After graduation I met Aaron. He wasn’t anything special – he was just a boy, a little over a year older than me – but he knew things I didn’t. He knew about life and about living and he opened my eyes to a world of things I had been missing. It was his influence that led to my decision to lose my virginity to one of his friends. To me, it was a big deal. It was a major turning point in my life and I realized after doing it that I didn’t feel bad about it. I thought there would be guilt and possibly fear of God’s judgment, but there wasn’t. It felt like a weight had been lifted from my shoulders. I was finally able to let go of the good girl facade and live a little bit. But then my dad read my journal. What followed was a daughter’s worse nightmare. There was no yelling or arguing. There was a simple, “I’m so disappointed in you,” and he took away the “true love waits” ring he had given me on my 16th birthday. My parents told me that they were disappointed, but not as much as God was, but that god would forgive me and take me back. All I had to do was repent and vow not to do it again.

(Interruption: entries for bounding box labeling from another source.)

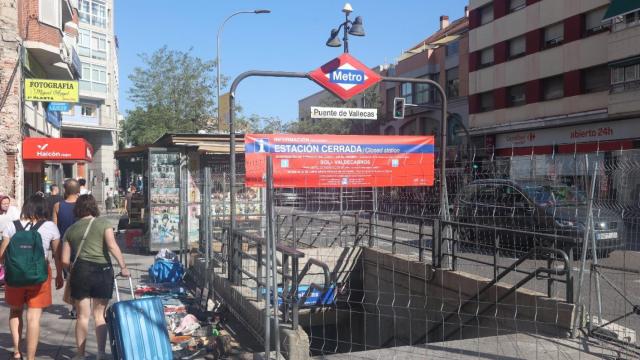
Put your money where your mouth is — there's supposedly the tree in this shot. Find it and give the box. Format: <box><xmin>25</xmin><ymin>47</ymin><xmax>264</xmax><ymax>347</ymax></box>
<box><xmin>289</xmin><ymin>85</ymin><xmax>382</xmax><ymax>135</ymax></box>
<box><xmin>123</xmin><ymin>46</ymin><xmax>222</xmax><ymax>145</ymax></box>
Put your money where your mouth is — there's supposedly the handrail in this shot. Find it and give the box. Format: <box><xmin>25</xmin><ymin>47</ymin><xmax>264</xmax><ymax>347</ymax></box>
<box><xmin>417</xmin><ymin>247</ymin><xmax>573</xmax><ymax>343</ymax></box>
<box><xmin>289</xmin><ymin>258</ymin><xmax>333</xmax><ymax>305</ymax></box>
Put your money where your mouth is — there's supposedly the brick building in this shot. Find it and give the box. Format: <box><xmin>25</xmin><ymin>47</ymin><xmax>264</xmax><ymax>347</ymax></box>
<box><xmin>0</xmin><ymin>0</ymin><xmax>80</xmax><ymax>204</ymax></box>
<box><xmin>380</xmin><ymin>9</ymin><xmax>469</xmax><ymax>152</ymax></box>
<box><xmin>62</xmin><ymin>0</ymin><xmax>119</xmax><ymax>204</ymax></box>
<box><xmin>469</xmin><ymin>0</ymin><xmax>640</xmax><ymax>161</ymax></box>
<box><xmin>0</xmin><ymin>0</ymin><xmax>22</xmax><ymax>199</ymax></box>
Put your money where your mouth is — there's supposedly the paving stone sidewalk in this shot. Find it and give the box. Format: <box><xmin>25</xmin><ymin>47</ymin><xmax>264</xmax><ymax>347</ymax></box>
<box><xmin>0</xmin><ymin>215</ymin><xmax>154</xmax><ymax>360</ymax></box>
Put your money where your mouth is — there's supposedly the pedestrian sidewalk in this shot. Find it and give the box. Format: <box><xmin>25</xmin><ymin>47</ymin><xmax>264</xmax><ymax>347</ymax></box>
<box><xmin>0</xmin><ymin>215</ymin><xmax>154</xmax><ymax>359</ymax></box>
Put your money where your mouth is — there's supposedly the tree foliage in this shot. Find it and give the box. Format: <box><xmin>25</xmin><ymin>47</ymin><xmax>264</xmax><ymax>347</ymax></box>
<box><xmin>123</xmin><ymin>46</ymin><xmax>221</xmax><ymax>145</ymax></box>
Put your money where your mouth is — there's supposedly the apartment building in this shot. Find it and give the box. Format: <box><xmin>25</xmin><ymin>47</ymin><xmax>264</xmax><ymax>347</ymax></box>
<box><xmin>381</xmin><ymin>8</ymin><xmax>469</xmax><ymax>152</ymax></box>
<box><xmin>469</xmin><ymin>0</ymin><xmax>640</xmax><ymax>160</ymax></box>
<box><xmin>62</xmin><ymin>0</ymin><xmax>119</xmax><ymax>204</ymax></box>
<box><xmin>0</xmin><ymin>0</ymin><xmax>86</xmax><ymax>204</ymax></box>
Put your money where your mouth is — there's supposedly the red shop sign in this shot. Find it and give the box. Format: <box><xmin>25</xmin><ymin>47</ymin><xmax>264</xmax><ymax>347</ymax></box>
<box><xmin>22</xmin><ymin>137</ymin><xmax>93</xmax><ymax>161</ymax></box>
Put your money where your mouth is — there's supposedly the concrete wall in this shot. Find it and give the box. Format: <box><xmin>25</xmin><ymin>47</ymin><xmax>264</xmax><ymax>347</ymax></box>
<box><xmin>0</xmin><ymin>0</ymin><xmax>24</xmax><ymax>204</ymax></box>
<box><xmin>337</xmin><ymin>248</ymin><xmax>574</xmax><ymax>348</ymax></box>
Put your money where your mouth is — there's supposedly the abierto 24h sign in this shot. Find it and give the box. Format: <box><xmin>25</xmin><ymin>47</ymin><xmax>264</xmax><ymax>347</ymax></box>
<box><xmin>24</xmin><ymin>79</ymin><xmax>80</xmax><ymax>103</ymax></box>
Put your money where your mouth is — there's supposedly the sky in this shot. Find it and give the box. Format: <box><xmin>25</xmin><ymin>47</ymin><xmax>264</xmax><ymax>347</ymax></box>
<box><xmin>115</xmin><ymin>0</ymin><xmax>468</xmax><ymax>122</ymax></box>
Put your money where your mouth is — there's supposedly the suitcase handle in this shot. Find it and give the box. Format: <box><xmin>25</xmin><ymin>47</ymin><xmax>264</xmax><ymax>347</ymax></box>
<box><xmin>113</xmin><ymin>273</ymin><xmax>136</xmax><ymax>301</ymax></box>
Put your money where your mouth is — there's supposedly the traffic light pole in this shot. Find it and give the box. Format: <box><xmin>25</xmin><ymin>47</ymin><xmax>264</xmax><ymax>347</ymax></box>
<box><xmin>228</xmin><ymin>70</ymin><xmax>450</xmax><ymax>278</ymax></box>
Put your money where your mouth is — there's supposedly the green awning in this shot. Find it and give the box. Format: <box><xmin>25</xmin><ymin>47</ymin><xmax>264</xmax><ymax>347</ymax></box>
<box><xmin>602</xmin><ymin>0</ymin><xmax>640</xmax><ymax>21</ymax></box>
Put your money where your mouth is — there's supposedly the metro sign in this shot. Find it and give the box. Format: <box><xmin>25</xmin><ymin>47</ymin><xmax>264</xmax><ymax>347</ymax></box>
<box><xmin>309</xmin><ymin>53</ymin><xmax>382</xmax><ymax>100</ymax></box>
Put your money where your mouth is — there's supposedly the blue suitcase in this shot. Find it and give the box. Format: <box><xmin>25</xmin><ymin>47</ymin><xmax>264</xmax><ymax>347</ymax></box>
<box><xmin>107</xmin><ymin>278</ymin><xmax>173</xmax><ymax>360</ymax></box>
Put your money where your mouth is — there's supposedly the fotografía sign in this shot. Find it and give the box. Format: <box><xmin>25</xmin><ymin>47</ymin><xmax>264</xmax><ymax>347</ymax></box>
<box><xmin>245</xmin><ymin>134</ymin><xmax>434</xmax><ymax>188</ymax></box>
<box><xmin>24</xmin><ymin>79</ymin><xmax>79</xmax><ymax>103</ymax></box>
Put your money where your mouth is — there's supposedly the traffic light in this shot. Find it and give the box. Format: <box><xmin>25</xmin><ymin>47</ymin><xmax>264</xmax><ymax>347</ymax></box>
<box><xmin>393</xmin><ymin>98</ymin><xmax>405</xmax><ymax>119</ymax></box>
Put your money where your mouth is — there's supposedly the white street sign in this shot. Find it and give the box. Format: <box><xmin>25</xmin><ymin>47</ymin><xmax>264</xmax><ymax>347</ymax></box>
<box><xmin>311</xmin><ymin>106</ymin><xmax>378</xmax><ymax>120</ymax></box>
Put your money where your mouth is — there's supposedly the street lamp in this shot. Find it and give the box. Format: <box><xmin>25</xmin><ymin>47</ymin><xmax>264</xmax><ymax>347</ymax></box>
<box><xmin>216</xmin><ymin>9</ymin><xmax>271</xmax><ymax>130</ymax></box>
<box><xmin>326</xmin><ymin>3</ymin><xmax>364</xmax><ymax>53</ymax></box>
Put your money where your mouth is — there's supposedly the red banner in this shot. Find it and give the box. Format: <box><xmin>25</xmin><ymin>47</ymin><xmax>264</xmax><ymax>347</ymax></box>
<box><xmin>22</xmin><ymin>137</ymin><xmax>93</xmax><ymax>161</ymax></box>
<box><xmin>244</xmin><ymin>134</ymin><xmax>434</xmax><ymax>188</ymax></box>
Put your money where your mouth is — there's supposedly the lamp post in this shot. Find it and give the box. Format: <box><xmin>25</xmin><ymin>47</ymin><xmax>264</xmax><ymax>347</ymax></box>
<box><xmin>326</xmin><ymin>3</ymin><xmax>364</xmax><ymax>53</ymax></box>
<box><xmin>216</xmin><ymin>9</ymin><xmax>271</xmax><ymax>130</ymax></box>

I soon became a self-proclaimed “seeker”. I was in search of the truth and would be for several years. I joined the Air Force and moved to Alaska, all the time seeking out answers but not finding any. But all the time I believed in God, Heaven, and Hell. I never questioned their existence because it never occurred to me to question it. I got married when I was 19 to a Presbyterian. Most of the women in the congregation were stay-at-home moms who didn’t believe in women in the workplace, birth control, or blue jeans. I once asked a question during a “theological discussion” between the men at a home gathering. I received sharp glares and no answers. I received the same when they found out I had voted for Obama. I still had serious doubts about religion, but I didn’t doubt God.
The final turning point was during a discussion with an Army medic. He was telling a story about an experience he had on a deployment. He was in a helicopter with wounded soldiers and there were no other planes around. Suddenly, enemy planes filled the sky and he knew they were dead. So he prayed that God would help them. And then the friendly forces came and shot down the enemy planes, killing them in the process. That was how he became a Christian. And that was how I became a non-believer. I realized that whether I was frightened of Hell or not, I couldn’t believe in a God that people believed would kill others for their gain. So my questions remained, but I knew my loyalty could not lie with such a god.
And then I found Richard Dawkins, Sam Harris, ex-christian.net, and the Atheism Subreddit. And now I’m sure. I’ve talked to many others with backgrounds similar to mine and I’ve accepted over the past several months that children in America are brainwashed by Christianity. They are so open and willing to accept what they’re told that they don’t question things. And by the time they think to question them, it’s too late. Luckily, I have a support system that has allowed me to question things and finally find the answers that I was looking for. I will not believe in a god who condones rape and murder (to name a few). I would rather believe in the universe or whatever else doesn’t kill people in the name of religion. I am now an Atheist. This is my first time saying it (typing it) and it is rather empowering.
On a side note, my father recently found out that his great grandfather was black.